Deriving New Observations: The model is now prompted with the problem and each combination of observations. It’s asked to combine and refine these observations to generate second-order insights. Now, these observations might not always be spot-on, but the goal is to push the model to explore a wider range of possibilities. You could theoretically do this an unlimited number of times, but the authors stopped after this stage.
Observations to Code: Once observations have been generated, the model is prompted to turn them into natural language solutions. For each idea, the model generates an additional idea by assuming the first one is wrong. This doubles the number of ideas being considered. Then, these natural language solutions are translated into pseudocode and eventually into Python code.
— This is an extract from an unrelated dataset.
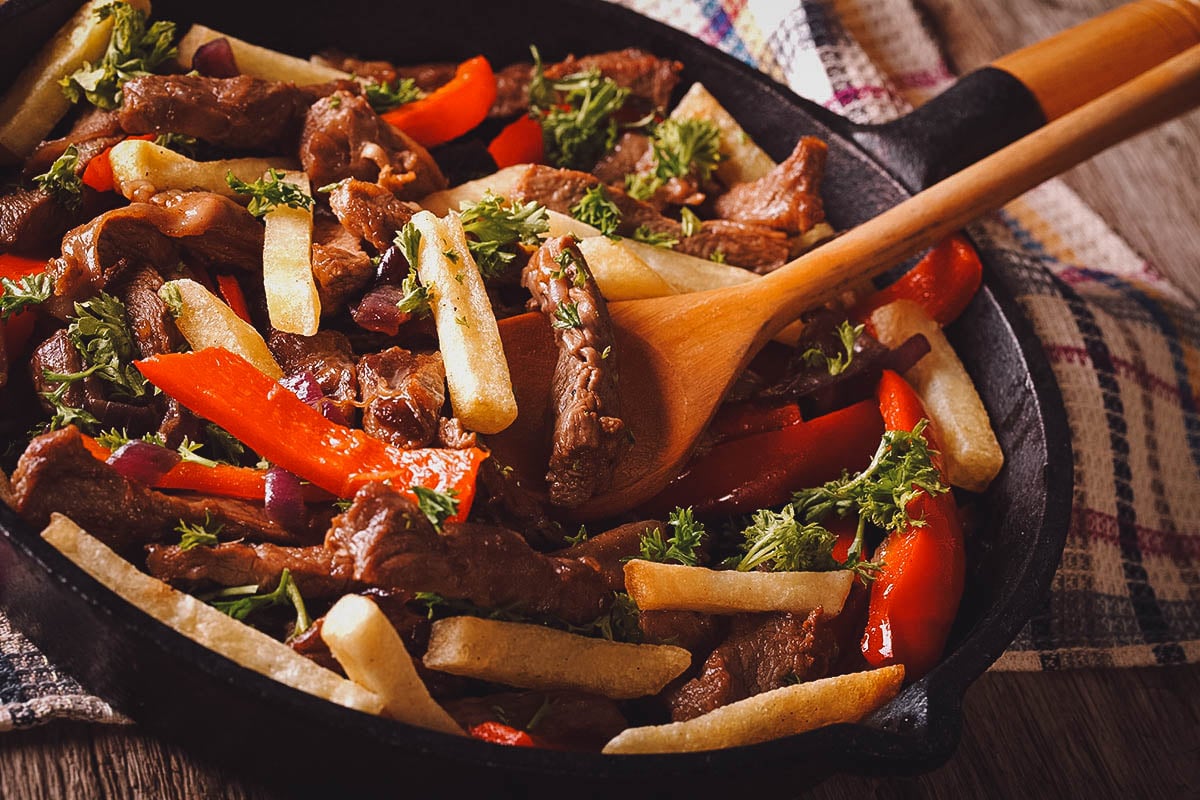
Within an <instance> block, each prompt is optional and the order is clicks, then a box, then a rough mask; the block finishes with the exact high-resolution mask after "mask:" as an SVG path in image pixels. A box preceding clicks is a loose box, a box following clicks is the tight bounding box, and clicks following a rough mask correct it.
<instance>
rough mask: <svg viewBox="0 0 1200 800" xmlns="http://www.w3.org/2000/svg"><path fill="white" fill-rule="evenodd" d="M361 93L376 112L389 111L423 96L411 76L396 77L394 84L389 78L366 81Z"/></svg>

The model was asked to create its own sketches for problems in the LiveCodeBench dataset. For each problem, multiple ideas were generated, and the model took a crack at solving them. The verdict? Generating a solid idea or sketch is key to solving the problem, and the quality of that sketch can make or break the solution. So, improving the sketch generation process could massively up the model’s game in solving coding problems. A key point to watch out for is ensuring that when the pseudocode is converted to Python, the model doesn’t lose track of the earlier observations - otherwise, errors can creep in.
PlanSearch is evaluated for code generation across three key benchmarks: MBPP+, HumanEval+, and LiveCodeBench. Both MBPP+ and HumanEval+ are commonly used, but they've been upgraded with more test cases to better fend off reward hacking. Then there's LiveCodeBench, which is geared toward more advanced competitive programming challenges, requiring solid reasoning skills. In the experiments, the generated code had to follow strict formatting and pass every test case thrown at it. Models were cranked up with a temperature setting of 0.9 and a top-p of 0.95. The search methods tested included Repeated Sampling, IdeaSearch, and PlanSearch, with performance measured using pass@k. One cool thing to note: public test filtering (which weeds out code samples that already pass initial tests) cut down the number of submissions needed to hit high accuracy. For example, PlanSearch hit 77.1% accuracy on LiveCodeBench with only 20 submissions, compared to 77.0% with 200 submissions when filtering wasn't used.